The cohabitation between the Faculté de droit and the Ecole did not always run smoothly. In 1919, Professor Samuel Dumas[4] called for a split. The sceptical struggle lasted a long time: to begin with, the school's professors were not even invited to the meetings of the Faculty Council. On the Deans' Council, the HEC director, like his colleagues from SSP and pharmacy, had only a consultative vote. Even after the foundation, the academic world disagreed with the school's status as a university: it found it hard to see the business world, and therefore the money world, as entitled to a place in the university. The turning point came in the 1990s with the reign of Dean Olivier Blanc (1990-2000), who had a corporatist streak and used to say that he was going overseas when he visited the Rectorate. He demanded a high degree of autonomy for the school in relation to the university: At the time, the Faculty's objective was summed up in the saying "the University of Lausanne"; of Lausanne, what the Wharton School is to the University of Pennsylvania; the first step was to give the name «HEC Lausanne» to deacute the faculty of Lausanne;Secondly, HEC Lausanne needed to have direct links with the economic and political world, and to be able to collaborate with and represent students, graduates and professors from all over the world. This mission has finally paid off, and the School's reputation has spread far beyond its borders.

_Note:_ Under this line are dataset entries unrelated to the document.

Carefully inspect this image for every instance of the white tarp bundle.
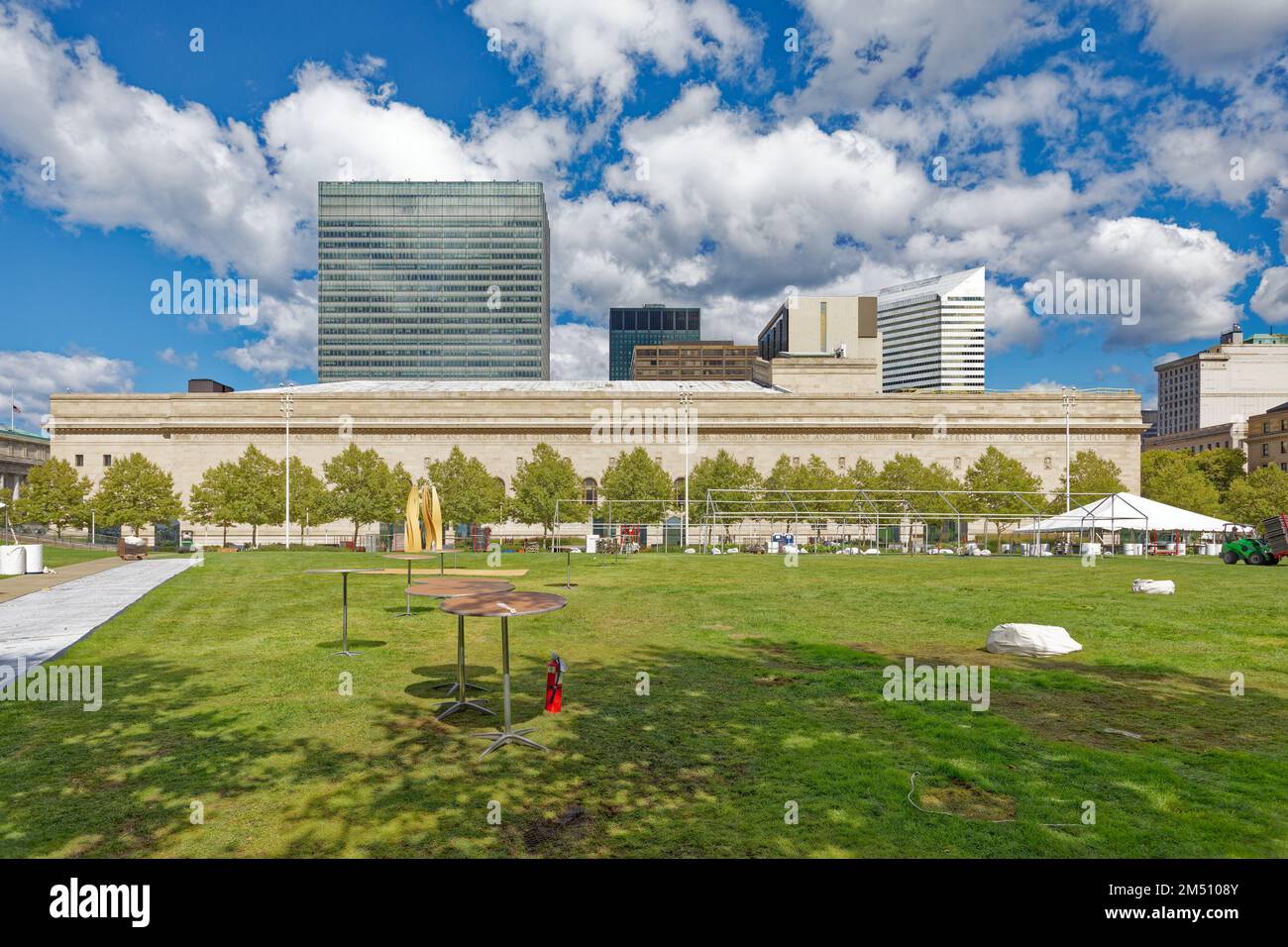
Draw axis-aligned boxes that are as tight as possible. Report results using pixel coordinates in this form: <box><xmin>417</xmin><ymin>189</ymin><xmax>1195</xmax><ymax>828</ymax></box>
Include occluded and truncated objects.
<box><xmin>1017</xmin><ymin>493</ymin><xmax>1225</xmax><ymax>532</ymax></box>
<box><xmin>984</xmin><ymin>621</ymin><xmax>1082</xmax><ymax>657</ymax></box>
<box><xmin>1130</xmin><ymin>579</ymin><xmax>1176</xmax><ymax>595</ymax></box>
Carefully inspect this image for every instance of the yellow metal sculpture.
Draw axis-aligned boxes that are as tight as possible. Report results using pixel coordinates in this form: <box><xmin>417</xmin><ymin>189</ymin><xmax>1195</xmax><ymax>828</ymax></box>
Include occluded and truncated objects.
<box><xmin>403</xmin><ymin>487</ymin><xmax>443</xmax><ymax>553</ymax></box>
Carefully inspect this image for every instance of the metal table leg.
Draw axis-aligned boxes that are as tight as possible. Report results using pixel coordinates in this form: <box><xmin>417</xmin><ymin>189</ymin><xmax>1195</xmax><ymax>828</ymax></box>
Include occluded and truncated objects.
<box><xmin>474</xmin><ymin>616</ymin><xmax>546</xmax><ymax>759</ymax></box>
<box><xmin>394</xmin><ymin>559</ymin><xmax>411</xmax><ymax>618</ymax></box>
<box><xmin>331</xmin><ymin>573</ymin><xmax>362</xmax><ymax>657</ymax></box>
<box><xmin>437</xmin><ymin>614</ymin><xmax>496</xmax><ymax>720</ymax></box>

Andrea Vovola and Olivier Robert - UNIRIS 2014
[1] He taught until 1843 under the assumed name of Thomas Emery of Malta; cf. Giovanni Ferretti, Melegari à l’académie de Lausanne: suivi de documents de son enseignement, Lausanne:Librairie de l’Université de Lausanne, 1949, p. 17.
[2] Ibid, p. 20.
[3] These include commercial economics, commercial and business technology, public accounting, statistics, political economics, economic geography, introduction to legal studies, commercial foreign exchange law, debt collection and bankruptcy law, insurance law.
[4] 1881-1938, extraordinary professor of insurance technology from 1913 à 1938 and of financial mathematics from 1919 à 1938.